Il racconto delle vicende della brigata prosegue e si comprende che la stesura del giornale è ormai diventata molto importante per Nemo, tanto che, costretto a nascondersi in un fienile per sfuggire a una retata di fascisti, tra le cose che tiene con sé in un momento tanto pericoloso ci sono la macchina da scrivere e la scatola di latta in cui conserva i fogli[40]. La narrazione si conclude con la fine della guerra che segna, con l’uscita dalla clandestinità, anche la fine de “La Staffetta Azzurra”.

Il lavoro sulle fonti

La disponibilità delle copie della “Staffetta Azzurra” ha ampliato le possibilità didattiche. Il tema della Resistenza può ora essere affrontato non solo attraverso il corpus di una serie di romanzi per ragazzi scritti da un autore che oltre ad aver vissuto in prima persona ciò che racconta, come docente di pedagogia è stato capace in seguito di usare uno stile e un linguaggio particolarmente adatti, anche a distanza di anni, ad un pubblico di preadolescenti e adolescenti.

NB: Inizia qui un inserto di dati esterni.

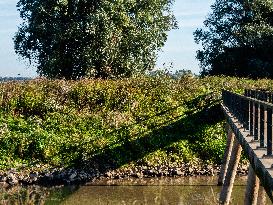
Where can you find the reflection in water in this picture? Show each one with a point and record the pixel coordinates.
(180, 191)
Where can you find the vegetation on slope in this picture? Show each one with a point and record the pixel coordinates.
(111, 123)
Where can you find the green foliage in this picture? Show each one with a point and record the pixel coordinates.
(78, 38)
(144, 120)
(237, 39)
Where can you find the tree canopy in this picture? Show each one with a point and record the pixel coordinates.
(237, 39)
(92, 38)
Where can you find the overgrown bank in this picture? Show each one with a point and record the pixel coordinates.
(102, 125)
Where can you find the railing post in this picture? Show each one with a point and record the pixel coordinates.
(252, 189)
(231, 172)
(262, 126)
(256, 118)
(227, 154)
(269, 131)
(251, 116)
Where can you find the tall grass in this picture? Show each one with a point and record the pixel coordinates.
(144, 120)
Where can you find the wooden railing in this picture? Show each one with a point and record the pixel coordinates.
(249, 119)
(254, 112)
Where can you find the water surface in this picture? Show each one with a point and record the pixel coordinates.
(180, 191)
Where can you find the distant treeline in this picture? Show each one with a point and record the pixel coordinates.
(5, 79)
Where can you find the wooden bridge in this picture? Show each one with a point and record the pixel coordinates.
(249, 119)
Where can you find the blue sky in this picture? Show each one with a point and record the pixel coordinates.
(179, 50)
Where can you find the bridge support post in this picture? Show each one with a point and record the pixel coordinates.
(231, 173)
(252, 189)
(227, 154)
(261, 196)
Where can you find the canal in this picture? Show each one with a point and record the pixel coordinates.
(180, 191)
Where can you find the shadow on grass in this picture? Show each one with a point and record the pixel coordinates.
(127, 150)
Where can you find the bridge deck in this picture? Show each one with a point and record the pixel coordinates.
(260, 162)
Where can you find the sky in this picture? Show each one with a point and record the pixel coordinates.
(177, 54)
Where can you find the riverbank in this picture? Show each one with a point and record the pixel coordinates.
(140, 127)
(53, 177)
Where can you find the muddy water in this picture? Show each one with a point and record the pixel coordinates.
(180, 191)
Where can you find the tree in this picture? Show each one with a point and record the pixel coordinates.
(92, 38)
(237, 39)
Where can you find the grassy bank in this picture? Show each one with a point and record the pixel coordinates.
(114, 123)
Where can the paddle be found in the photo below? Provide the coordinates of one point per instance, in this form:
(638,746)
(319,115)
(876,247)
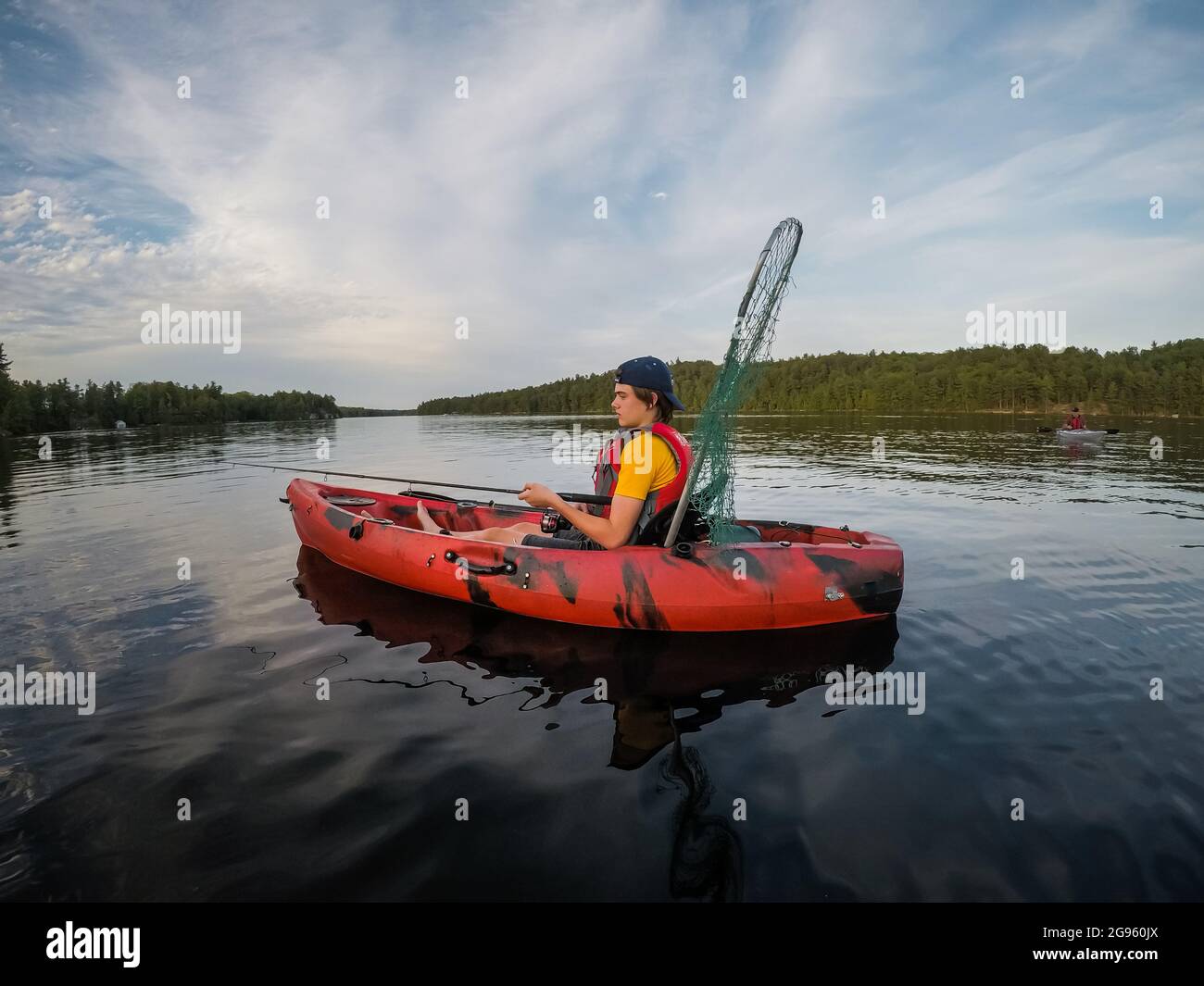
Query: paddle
(571,497)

Dopo una introduzione alle banche dati online disponibili a partire dalla home page del sito dell’Istituto Nazionale Ferruccio Parri e sulle loro modalità di utilizzo, ai ragazzi viene proposto di cercare “La Staffetta Azzurra” all’interno della banca dati online Stampa Clandestina Questa operazione e la successiva discussione su quanto trovato permettono di far comprendere agli studenti le caratteristiche di un documento come un giornale clandestino e alcune elementari regole di ricerca all’interno di un database[41]. Una volta individuati i numeri de “La Staffetta Azzurra” disponibili, si chiede ai ragazzi di identificare le corrispondenze tra il romanzo e il documento originale. Ad esempio, nel romanzo si dice che si inseriranno nel bollettino le canzoni partigiane e si invitano quindi i ragazzi a ricercarle nei numeri trovati. Oppure, l’attenzione può essere posta al riconoscimento di elementi come le lettere difettose nella macchina da scrivere, elemento da Petter ben descritto nel romanzo[42], o ai disegni e così via. In alcuni casi, le classi sono giunte a comporre un loro giornalino.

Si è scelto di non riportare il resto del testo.